Saturday, July 11, 2009

communication across the ages

i've gotten back into writing in my paper journal again, as well as in this journal. i fell out of it for over a year, mostly from feeling that i hadn't anything to say which couldn't be shared with the whole world, if i cared to...but now it is useful to have somewhere to put my private thoughts once again. not that they are so very private, mind you, but, well–you know, half the things you say in your head wouldn't be of interest to the general public, and i probably spend too much text already on writing things here that are of interest to no one save myself. but that's a topic on which i've already meditated, and the truth is that i like having both digital and paper options available to me.

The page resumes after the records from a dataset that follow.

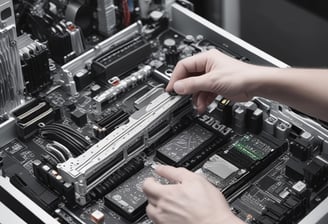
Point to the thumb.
(175, 175)
(194, 84)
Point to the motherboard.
(85, 117)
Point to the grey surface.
(286, 31)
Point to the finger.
(194, 100)
(152, 213)
(187, 67)
(153, 189)
(195, 84)
(175, 175)
(204, 99)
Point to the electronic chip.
(219, 167)
(184, 145)
(128, 199)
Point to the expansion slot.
(92, 167)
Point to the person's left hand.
(191, 200)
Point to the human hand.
(212, 73)
(192, 200)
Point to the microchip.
(219, 167)
(128, 199)
(184, 145)
(266, 182)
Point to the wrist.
(260, 81)
(228, 218)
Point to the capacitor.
(95, 89)
(1, 166)
(97, 217)
(269, 125)
(282, 130)
(256, 121)
(156, 15)
(171, 52)
(239, 119)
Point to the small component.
(315, 174)
(189, 39)
(255, 122)
(181, 147)
(299, 187)
(300, 151)
(239, 115)
(114, 81)
(128, 199)
(95, 89)
(219, 167)
(169, 42)
(294, 169)
(282, 130)
(82, 79)
(269, 125)
(123, 86)
(172, 55)
(30, 115)
(1, 166)
(224, 109)
(106, 16)
(97, 217)
(79, 117)
(156, 15)
(70, 105)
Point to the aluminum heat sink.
(11, 78)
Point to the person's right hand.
(209, 74)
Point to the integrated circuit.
(246, 150)
(184, 145)
(219, 167)
(128, 199)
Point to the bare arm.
(209, 74)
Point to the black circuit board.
(233, 162)
(128, 199)
(177, 149)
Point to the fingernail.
(178, 87)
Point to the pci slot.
(122, 59)
(97, 163)
(109, 123)
(113, 162)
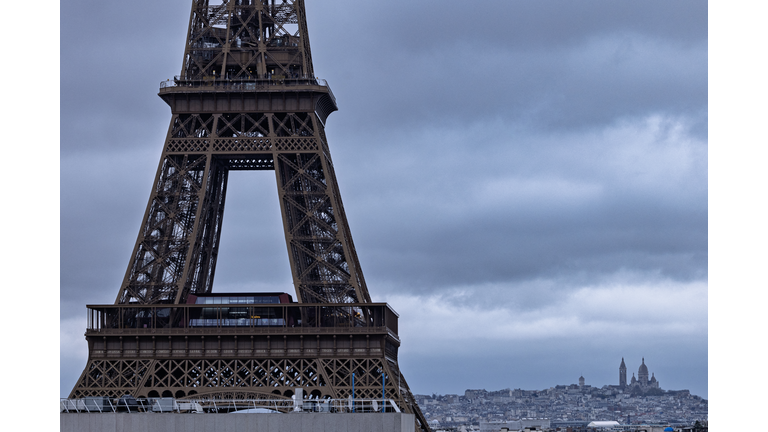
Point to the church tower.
(622, 374)
(642, 374)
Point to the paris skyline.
(525, 184)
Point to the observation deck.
(275, 94)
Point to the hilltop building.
(642, 381)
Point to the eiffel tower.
(246, 99)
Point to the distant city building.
(642, 381)
(622, 374)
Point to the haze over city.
(526, 182)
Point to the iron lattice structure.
(246, 99)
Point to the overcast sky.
(525, 181)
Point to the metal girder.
(246, 99)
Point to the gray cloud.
(497, 154)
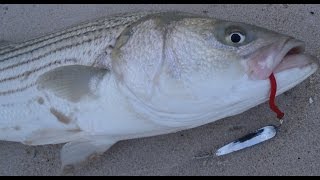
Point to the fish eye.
(236, 38)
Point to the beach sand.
(294, 151)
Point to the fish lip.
(282, 55)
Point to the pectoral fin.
(72, 82)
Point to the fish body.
(136, 75)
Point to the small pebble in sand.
(310, 100)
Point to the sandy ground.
(294, 151)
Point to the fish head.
(189, 69)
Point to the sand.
(294, 151)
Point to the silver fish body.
(136, 75)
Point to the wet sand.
(294, 151)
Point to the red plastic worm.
(272, 103)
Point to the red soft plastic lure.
(273, 91)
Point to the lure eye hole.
(236, 38)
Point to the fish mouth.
(278, 57)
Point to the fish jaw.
(285, 54)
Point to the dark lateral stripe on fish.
(5, 93)
(48, 53)
(98, 24)
(64, 39)
(28, 73)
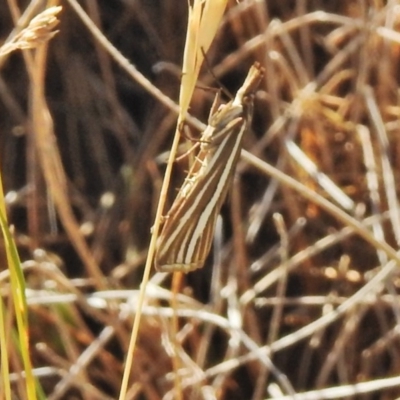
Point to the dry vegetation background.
(295, 297)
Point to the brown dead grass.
(302, 302)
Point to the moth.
(187, 234)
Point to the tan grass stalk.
(40, 30)
(203, 21)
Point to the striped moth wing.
(188, 231)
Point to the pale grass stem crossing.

for one thing, the ease of typing allows my thoughts to flow quickly without losing them while i write. writing by hand takes a little bit more of a process–and yet i do find that i write more creatively sometimes by hand. this is an interesting phenomenon that has been noted both, i believe, in scientific study as well as by the average layperson. i remember reading an article in the atlantic last summer (while i was in the library up in salisbury, ct, while at mt. riga, incidentally) where friedrich nietzche's friends noticed that, upon switching from pen and paper to typewriter, his prose had become terser than ever. 'our writing equipment takes part in the forming of our thoughts.' isn't that fascinating? what have we lost–or gained–then, by the switch from processing our thoughts with writing tool in one hand, to processing them with both sets of fingers touching keys?

that is why i prefer to maintain both, when i can. people should be made to reflect on their thoughts through both mediums, so that nothing is lost in translation, as it were.